SINGAPORE (Mar 1): Hotel Royal posted a 92.5% decline in fourth quarter earnings to $0.2 million in 4Q17 compared to its earnings of $2.9 million in 4Q16 on the back of higher operating expenses.
Revenue for quarter grew by 2.6% to $15.5 million from $15.1 million previously, due to higher room revenue and higher food & beverage revenue in Hotel Royal Bangkok @ Chinatown.
Cost of sales however grew 28.4% to $9.4 million from $7.3 million previously due to higher costs in Hotel Royal Bangkok @ Chinatown.
The group’s bottomline was further dragged down by a 72.5% increase in other expenses to $2.9 million from $1.7 million a year ago due to an impairment loss on leasehold land and building, which was partially offset by lower impairment loss on available-for-sale investments resulting from stronger stock market conditions.
Finance costs edged up 4% to $1.2 million from $1.1 million on the back of higher interest rates over 4Q.
Nonetheless, administrative expenses for the quarter fell 41.4% to $1.2 million from $2.1 million on lower overheads.
For the full year ended Dec 2017, Hotel Royal booked earnings of $7.6 million, which is 2.1% lower than the $7.7 million reported in FY16.
A first and final dividend of 5 cents has been declared.

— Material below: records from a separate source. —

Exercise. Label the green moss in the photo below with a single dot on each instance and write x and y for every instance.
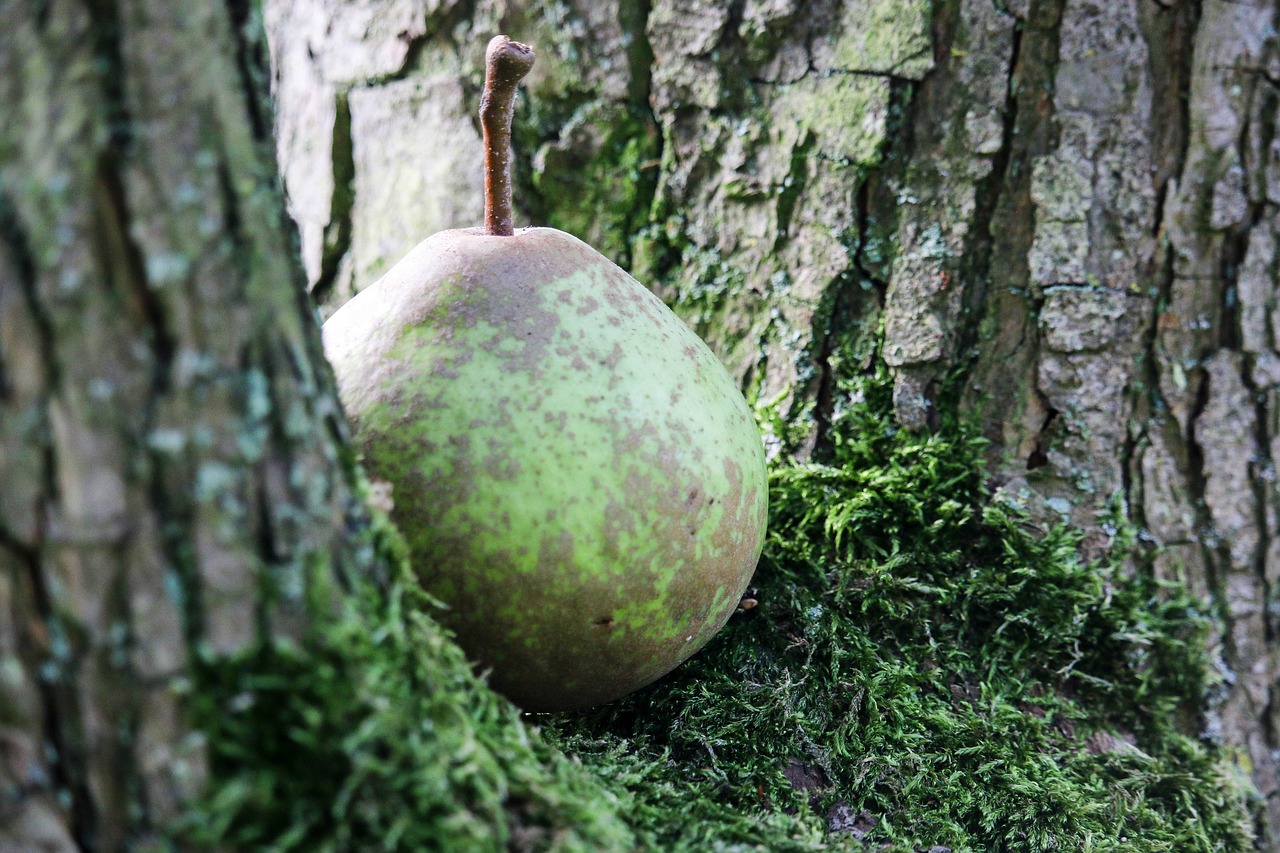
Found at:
(926, 666)
(923, 669)
(373, 734)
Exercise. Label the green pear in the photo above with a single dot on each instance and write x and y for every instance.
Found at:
(576, 475)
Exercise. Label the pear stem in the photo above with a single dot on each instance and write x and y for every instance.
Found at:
(506, 64)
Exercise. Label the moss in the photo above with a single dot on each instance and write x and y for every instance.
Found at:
(373, 733)
(923, 669)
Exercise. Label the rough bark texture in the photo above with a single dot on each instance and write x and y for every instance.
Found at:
(1060, 214)
(169, 442)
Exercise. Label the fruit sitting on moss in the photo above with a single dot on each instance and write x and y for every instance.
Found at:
(576, 475)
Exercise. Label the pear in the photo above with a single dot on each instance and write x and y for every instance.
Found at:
(577, 478)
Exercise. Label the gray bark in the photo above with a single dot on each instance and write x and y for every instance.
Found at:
(1069, 204)
(170, 471)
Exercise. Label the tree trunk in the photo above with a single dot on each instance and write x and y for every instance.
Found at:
(1056, 214)
(170, 447)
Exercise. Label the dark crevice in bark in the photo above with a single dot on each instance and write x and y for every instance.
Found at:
(1170, 36)
(254, 65)
(122, 256)
(634, 21)
(1038, 457)
(863, 222)
(337, 233)
(849, 301)
(242, 249)
(23, 261)
(106, 31)
(1217, 556)
(976, 263)
(59, 729)
(791, 190)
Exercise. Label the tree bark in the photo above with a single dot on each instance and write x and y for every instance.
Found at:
(1059, 215)
(170, 447)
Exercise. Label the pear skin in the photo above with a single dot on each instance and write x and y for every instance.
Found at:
(576, 475)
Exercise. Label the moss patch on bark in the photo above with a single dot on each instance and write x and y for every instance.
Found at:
(923, 670)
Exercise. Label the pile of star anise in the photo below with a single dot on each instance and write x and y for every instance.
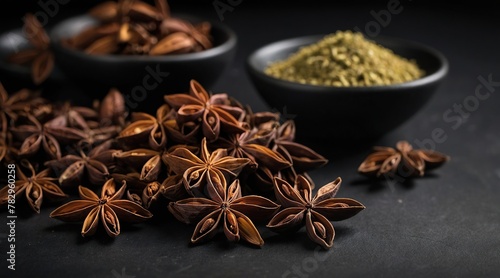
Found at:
(208, 159)
(135, 27)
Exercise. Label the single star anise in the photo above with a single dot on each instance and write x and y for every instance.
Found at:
(145, 127)
(73, 169)
(8, 153)
(207, 172)
(109, 209)
(35, 188)
(215, 111)
(315, 212)
(40, 57)
(411, 162)
(229, 207)
(112, 110)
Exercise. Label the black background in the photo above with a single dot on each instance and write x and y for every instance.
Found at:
(443, 225)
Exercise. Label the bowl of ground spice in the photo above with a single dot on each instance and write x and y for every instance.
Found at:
(343, 87)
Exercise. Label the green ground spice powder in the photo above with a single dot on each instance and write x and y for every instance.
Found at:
(345, 58)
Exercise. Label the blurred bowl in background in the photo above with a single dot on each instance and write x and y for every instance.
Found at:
(347, 115)
(142, 79)
(15, 77)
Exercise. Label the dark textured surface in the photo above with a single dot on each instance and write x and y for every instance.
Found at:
(443, 225)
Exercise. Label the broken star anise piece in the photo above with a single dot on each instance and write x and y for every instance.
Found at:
(315, 212)
(35, 187)
(230, 208)
(207, 172)
(40, 57)
(403, 159)
(109, 209)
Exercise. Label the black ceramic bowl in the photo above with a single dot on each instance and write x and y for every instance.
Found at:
(347, 114)
(142, 79)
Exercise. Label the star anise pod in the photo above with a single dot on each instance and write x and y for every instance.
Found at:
(173, 188)
(205, 172)
(254, 147)
(40, 57)
(315, 212)
(109, 209)
(388, 161)
(145, 127)
(112, 110)
(136, 27)
(35, 188)
(35, 137)
(8, 152)
(229, 207)
(214, 112)
(92, 167)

Looking ahead, the group expects to meet more challenges despite positive tourism & hospitality sector growth prospects, and says it will continue to monitor its room occupancy and room rates; enhance its customer experiences; upgrade its hotel properties; and explore more investment opportunities in order to maximise shareholder income and enlarge market share.
Shares in Hotel Royal closed 1 cent higher at $4.03 on Thursday.